In the film, Held is a bit of a diva. For example, she throws a temper tantrum (and orchids) when Ziegfeld tells the press that Held bathes in milk for publicity. Another time she gets upset because Ziegfeld is producing two shows, and will only let her be in one.
“I’m so disappointed in you I could scream,” she cries. “I thought you loved me more than anything else in the world. I thought I was your one ideal, your only ambition.”
In the end, Ziegfeld treats Held rather badly, going after a character played by Virginia Bruce in the film. I think Bruce’s character is supposed to be Lilliane Lorraine, who Ziegfeld left Held for in real life. In the movie, Anna Held leaves Ziegfeld after seeing him embracing another woman.
So let’s see who was Rainer up against in 1936:
-Irene Dunne for “Theodora Goes Wild ”
-Gladys George for Valiant is the Word for Carrie
-Carole Lombard for My Man Godfrey
-Norma Shearer for Romeo and Juliet
Of those films, the only one I haven’t seen is “Valiant is the Word for Carrie.”
Shearer, Dunne and Lombard were already established stars and are all excellent in their films.
However here is why I don’t believe they won:
1. “Theodora Goes Wild” and “My Man Godfrey” both were comedic roles. Though comedy is usually more difficult to perform, it doesn’t seem to be taken as seriously with awards.

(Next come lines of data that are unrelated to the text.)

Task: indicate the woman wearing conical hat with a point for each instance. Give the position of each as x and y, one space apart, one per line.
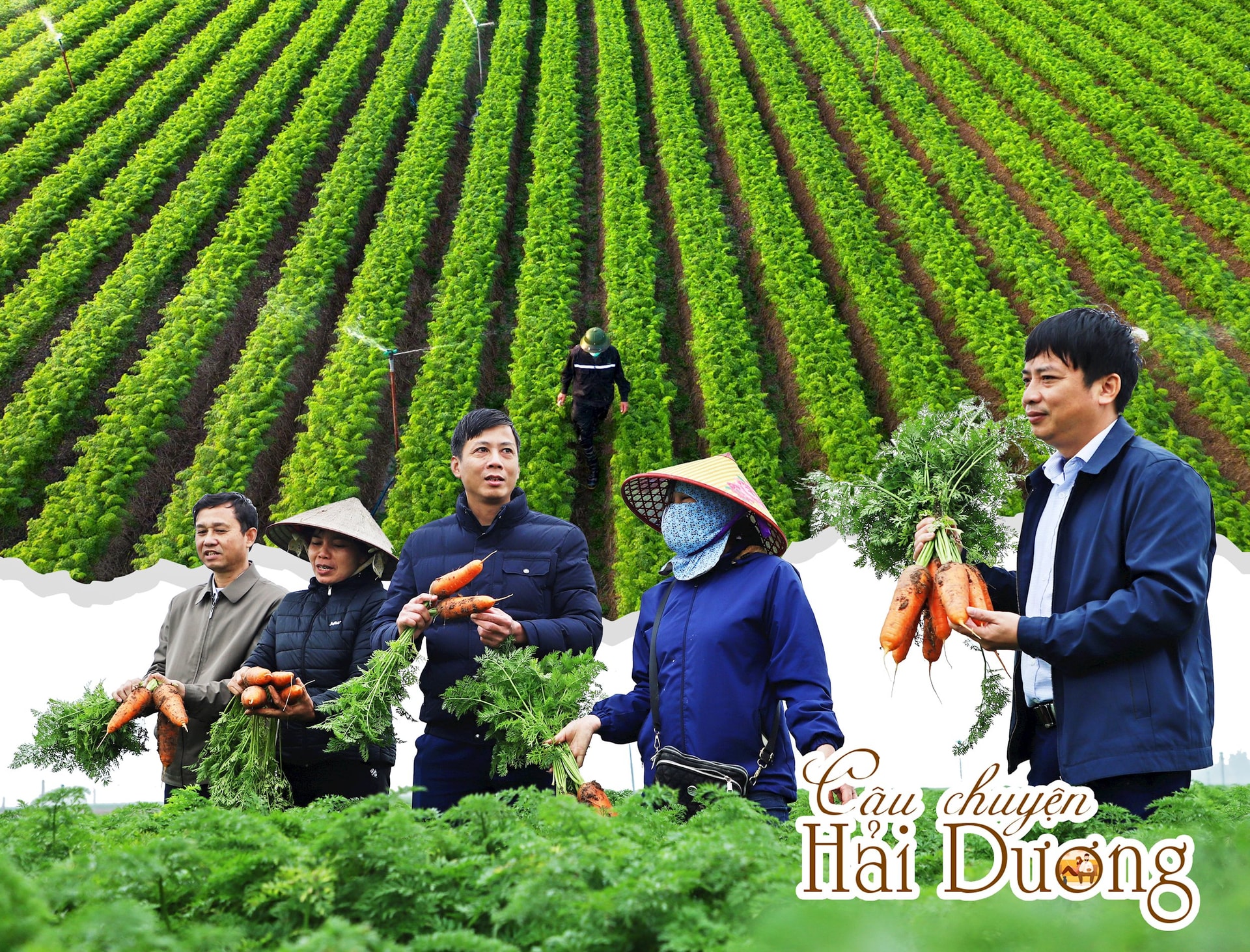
322 635
736 638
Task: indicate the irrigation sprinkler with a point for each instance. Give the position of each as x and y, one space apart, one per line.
59 39
478 29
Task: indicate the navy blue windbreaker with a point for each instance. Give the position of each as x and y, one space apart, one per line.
733 644
1129 641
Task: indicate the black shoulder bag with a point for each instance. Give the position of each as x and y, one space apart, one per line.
684 772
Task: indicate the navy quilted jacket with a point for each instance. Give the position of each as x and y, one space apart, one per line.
322 634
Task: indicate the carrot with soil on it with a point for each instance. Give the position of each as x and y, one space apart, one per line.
910 595
454 581
135 706
464 605
168 701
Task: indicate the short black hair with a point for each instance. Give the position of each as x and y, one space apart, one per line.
1093 340
244 509
479 421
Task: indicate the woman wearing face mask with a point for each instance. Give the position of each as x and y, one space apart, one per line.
738 636
322 635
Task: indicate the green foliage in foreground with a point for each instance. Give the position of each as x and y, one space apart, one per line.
535 873
488 876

2. Shearer is good as Juliet in “Romeo and Juliet,” but she is a 34-year-old woman playing a 16-year-old girl. That may not have had anything to do with her not winning the award, but it does make the role less believable.
The 1936 Academy Awards had other odd nominations:
-Deanna Durbin musical “Three Smart Girls” was nominated for Best Picture
-Stuart Erwin was nominated for Best Supporting Actor for “Pigskin Parade”
-Best Song nomination for “Do I Remember?” from “Suzy,” a song performed by a dubbed Jean Harlow.
Apparently, Rainer’s win was also controversial at the time, since she was still rather unknown and the role was considered more a supporting one.
Some say she won because of the $2 million budget MGM studio head Louis B. Mayer spent on the film (though this doesn’t make since to me, since it also won Best Picture). Others say it’s because of the broken hearted telephone call to Ziegfeld, congratulating him on his marriage to Billie Burke.
Why do I think Rainer won the 1936 Best Actress Award?
I personally wonder if it was process of elimination and reluctance to give the award for a comedic performance.
Who do I feel deserved the award? Either Dunne or Lombard.
Rainer went on to win the Academy Award for Best Actress in 1937 for her role as O-Lan, a Chinese woman, in “The Good Earth.” The role is a personal favorite of Rainer’s, and an award I feel she deserved.
Winning the Academy Award two years in a row is something Rainer said was one of the worse things that could have happened to her.
“The Oscar is not the curse,” she said. “The real curse is that once you have an Oscar, they think you can do anything.”